Given a two $R$-modules $M_1,M_2$, a $R$-module morphism $f : M_1 \to M_2$ is an abelian groups homomorphism satisfying

  • $f(r \cdot m) = r \cdot f(m)$.

Examples

  • Calling back to linear algebra, we can take $R = k$ a field and $M = k^n$ with scalar multiplication.

  • More important for our course is the following. Let $f : R \to S$ be a homomorphism of rings and let $N$ be an $S$-module. Then we can equip the underlying abelian group $N$ with an $R$-module structure by declaring \(r \cdot n := f(r) n.\) The resulting $R$-module will be denoted by $f_\ast N$ and is called the pushforward of $N$. (The language will be clearer when we get to some geometry.)

  • As an example of pushforward, consider the inclusion $i: \mathbb{R} \to \mathbb{C}$ and the $\mathbb{R}$-vector space $i_\ast \mathbb{C}$. We have $i_\ast \mathbb{C} \cong \mathbb{R}^2$ since $\dim_{\mathbb{R}} \mathbb{C} = 2$.

  • Any ideal $I \leq R$ is an $R$-module as is any quotient $R/I$.

Let us look at the set $\operatorname{Hom}_R(R,R)$. We have an evaluation map \(ev_1 : \operatorname{Hom}_R(R,R) \to R \\ f \mapsto f(1).\) The value at $1$ complemently determines $f$ since \(f(r) = f(r \cdot 1) = r f(1).\) We see that $f$ is given by right multiplication by $f(1)$. Since left multiplication and right multiplication commute, there is an inverse map \(R \to \operatorname{Hom}_R(R,R) \\ r \mapsto (r^\prime \mapsto r^\prime r).\)

In general, left multiplication is not an $R$-module homomorphism. For the function \(m_r (r^\prime) = r r^\prime\) saying that $m_r (r^\prime) = r^\prime m_r(1)$ is just saying that \(r^\prime r = r r^\prime\) which is only true for all $r^\prime$ if $r \in Z(R)$ the center of $R$.

Modules over the path algebra

We look at an extended example now.

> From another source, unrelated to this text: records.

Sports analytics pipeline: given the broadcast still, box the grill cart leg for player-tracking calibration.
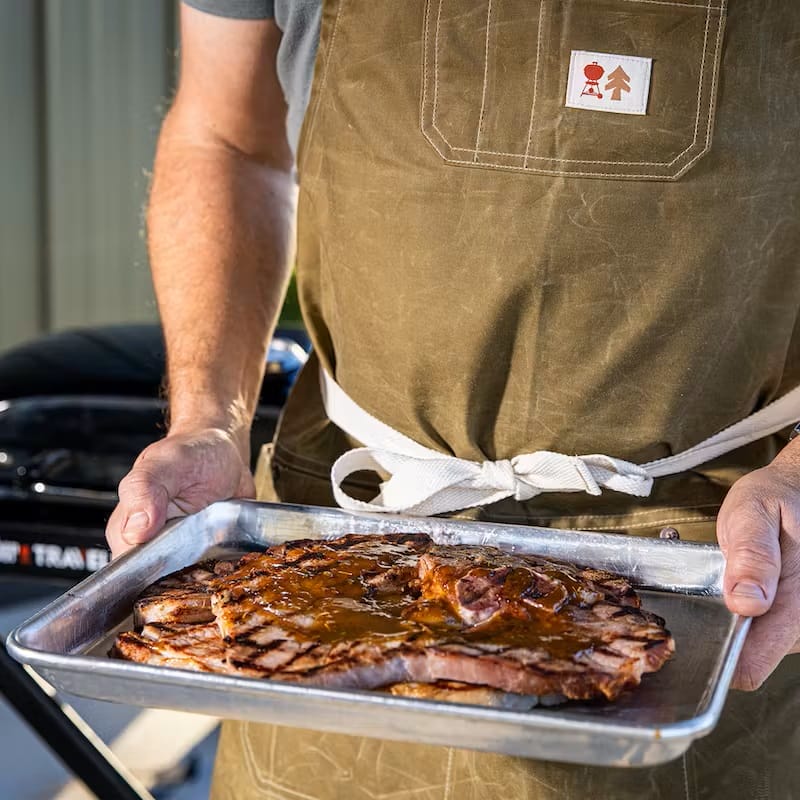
[0,636,154,800]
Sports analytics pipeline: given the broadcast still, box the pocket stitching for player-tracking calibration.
[420,0,727,179]
[431,0,722,169]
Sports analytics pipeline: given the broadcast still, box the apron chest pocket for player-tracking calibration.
[421,0,727,180]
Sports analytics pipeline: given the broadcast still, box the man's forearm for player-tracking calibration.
[147,112,295,454]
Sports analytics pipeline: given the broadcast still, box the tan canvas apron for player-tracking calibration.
[213,0,800,800]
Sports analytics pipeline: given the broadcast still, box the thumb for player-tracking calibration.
[717,484,781,617]
[106,462,175,553]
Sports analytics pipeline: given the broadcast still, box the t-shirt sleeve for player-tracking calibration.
[183,0,275,19]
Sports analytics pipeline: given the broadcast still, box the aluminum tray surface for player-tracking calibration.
[8,501,748,766]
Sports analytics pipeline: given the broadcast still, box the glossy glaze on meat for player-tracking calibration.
[113,534,674,699]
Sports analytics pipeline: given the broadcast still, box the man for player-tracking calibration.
[108,0,800,800]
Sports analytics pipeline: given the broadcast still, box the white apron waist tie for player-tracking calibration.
[320,369,800,516]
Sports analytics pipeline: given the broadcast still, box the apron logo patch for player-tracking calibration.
[566,50,653,115]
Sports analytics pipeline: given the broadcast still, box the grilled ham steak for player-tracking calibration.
[112,534,674,699]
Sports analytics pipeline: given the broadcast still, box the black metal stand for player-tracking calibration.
[0,636,154,800]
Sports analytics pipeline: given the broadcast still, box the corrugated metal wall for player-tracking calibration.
[0,0,175,348]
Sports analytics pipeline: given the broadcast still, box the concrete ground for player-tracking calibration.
[0,578,217,800]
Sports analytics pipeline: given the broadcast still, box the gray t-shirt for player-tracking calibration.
[183,0,322,152]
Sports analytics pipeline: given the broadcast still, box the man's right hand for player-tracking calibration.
[106,428,255,557]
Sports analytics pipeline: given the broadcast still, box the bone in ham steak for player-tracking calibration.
[112,534,674,699]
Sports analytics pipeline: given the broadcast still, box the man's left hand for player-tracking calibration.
[717,441,800,691]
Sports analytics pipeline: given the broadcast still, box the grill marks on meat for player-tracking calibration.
[113,534,674,699]
[133,561,234,628]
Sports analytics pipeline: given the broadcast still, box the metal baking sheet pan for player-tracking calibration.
[8,501,748,766]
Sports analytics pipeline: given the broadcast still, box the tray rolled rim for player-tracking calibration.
[7,500,750,746]
[6,618,750,741]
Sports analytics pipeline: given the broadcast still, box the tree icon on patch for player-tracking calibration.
[606,64,631,100]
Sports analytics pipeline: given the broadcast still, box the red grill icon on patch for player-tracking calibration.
[581,61,606,100]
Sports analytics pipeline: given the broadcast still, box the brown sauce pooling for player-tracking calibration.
[211,537,602,658]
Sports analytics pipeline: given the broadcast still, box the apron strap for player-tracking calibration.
[320,368,800,516]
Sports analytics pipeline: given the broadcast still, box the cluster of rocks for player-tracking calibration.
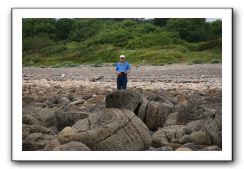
[22,89,222,151]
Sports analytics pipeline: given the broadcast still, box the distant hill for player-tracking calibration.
[22,18,222,67]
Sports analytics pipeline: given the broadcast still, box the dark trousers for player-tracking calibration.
[117,76,127,90]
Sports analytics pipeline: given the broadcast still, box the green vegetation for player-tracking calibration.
[22,18,222,67]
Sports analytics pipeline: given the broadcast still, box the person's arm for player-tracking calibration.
[115,63,120,75]
[126,63,131,74]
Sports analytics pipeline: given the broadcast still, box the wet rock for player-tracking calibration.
[182,143,199,151]
[22,124,57,140]
[31,108,56,127]
[22,133,54,151]
[152,146,174,151]
[43,139,61,151]
[203,145,221,151]
[59,108,151,151]
[105,90,142,114]
[22,115,39,125]
[175,147,192,151]
[53,141,91,151]
[144,101,174,131]
[152,125,186,147]
[58,126,76,144]
[179,131,211,145]
[55,112,88,131]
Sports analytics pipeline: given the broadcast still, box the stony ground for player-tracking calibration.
[22,64,222,151]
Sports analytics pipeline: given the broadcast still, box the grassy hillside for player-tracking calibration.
[23,19,222,67]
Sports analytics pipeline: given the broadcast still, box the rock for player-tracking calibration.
[69,99,85,105]
[58,97,70,105]
[105,90,142,114]
[152,125,186,148]
[22,124,56,140]
[31,108,57,127]
[205,120,222,145]
[145,101,174,131]
[22,96,34,106]
[175,147,192,151]
[164,112,179,126]
[144,101,159,131]
[55,112,88,131]
[58,127,76,144]
[202,145,221,151]
[22,115,39,125]
[179,131,211,145]
[22,133,54,151]
[43,139,61,151]
[182,143,199,151]
[59,108,151,151]
[153,146,174,151]
[53,141,91,151]
[72,118,91,132]
[137,97,148,121]
[177,103,214,125]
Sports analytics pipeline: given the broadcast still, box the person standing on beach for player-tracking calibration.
[115,55,131,90]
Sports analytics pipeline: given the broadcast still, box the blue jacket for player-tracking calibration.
[115,61,131,72]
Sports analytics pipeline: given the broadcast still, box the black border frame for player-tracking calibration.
[10,7,235,164]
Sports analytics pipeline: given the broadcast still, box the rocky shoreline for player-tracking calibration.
[22,65,222,151]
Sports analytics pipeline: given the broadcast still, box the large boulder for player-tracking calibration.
[53,141,91,151]
[179,131,211,145]
[105,90,142,114]
[152,125,186,148]
[22,133,54,151]
[143,101,174,131]
[22,124,57,140]
[152,119,221,148]
[176,103,216,125]
[59,108,151,151]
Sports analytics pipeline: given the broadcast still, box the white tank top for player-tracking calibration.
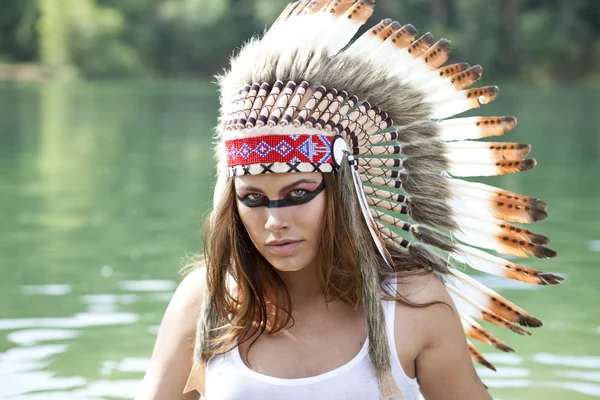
[202,300,419,400]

Let $Q$ be a finite direct graph, also known as a quiver. Let $R$ be a commutative ring. Then the path algebra $RQ$ is the free $R$-module on the set of paths in $Q$ with multiplication given by path concatenation.

For a particularly simple example, consider the following quiver

and use $Q$ to denote it also. Then we have four paths. The two arrows we will denote as $a$ and $b$ plus the length $0$ loops at the two nodes, $e_0$ and $e_1$. Thus \(RQ = Re_0 \oplus Ra \oplus Rb \oplus Re_1\) and the nonzero products are \(ae_0 = a = e_1a \ , \ be_0 = b = e_1b \ , \ e_0^2 = e_0 \ , \ e_1^2 = e_1.\)

Let $M$ be a $RQ$-module. Let us repackage the information present in the $RQ$-module structure in terms of more familiar data. Note that \(1 = e_0 + e_1\) in $RQ$. So we can write \(M = e_0 M \oplus e_1 M.\) For shorthand, set $M_i = e_i M$. Each $M_i$ is only an $R$-module. For each arrow $a$ in $Q$, action by $a$ gives a map \(\phi_a : M_{h(a)} \to M_{t(a)}\) which is $R$-linear. So we have an assignment \(M \mapsto \lbrace M_i, \phi_a : M_{h(a)} \to M_{t(a)} \mid i \in Q_0, a \in Q_1 \rbrace\) This process is reversible. Given $(M_i, \phi_a)$, we set \(M = \bigoplus_i M_i\) and let $a$ act by $\phi_a$ on $M$.

Given a morphism $f : M \to M^\prime$ of $RQ$-modules, since $f(e_i M) = e_i f(M)$ we see we have induced maps $f_i : M_i \to M_i^\prime$. Since $f(am) = af(m)$, we see that \(f_i \circ \phi_a = \phi_a \circ f_i\) for any arrow $a$. This process is also reversible.

Thus the data of $RQ$-modules and their morphisms is the same as collections of $R$-modules indexed by vertices with $R$-linear maps indexed by arrows of $Q$.

This is the first example of an equivalence of categories.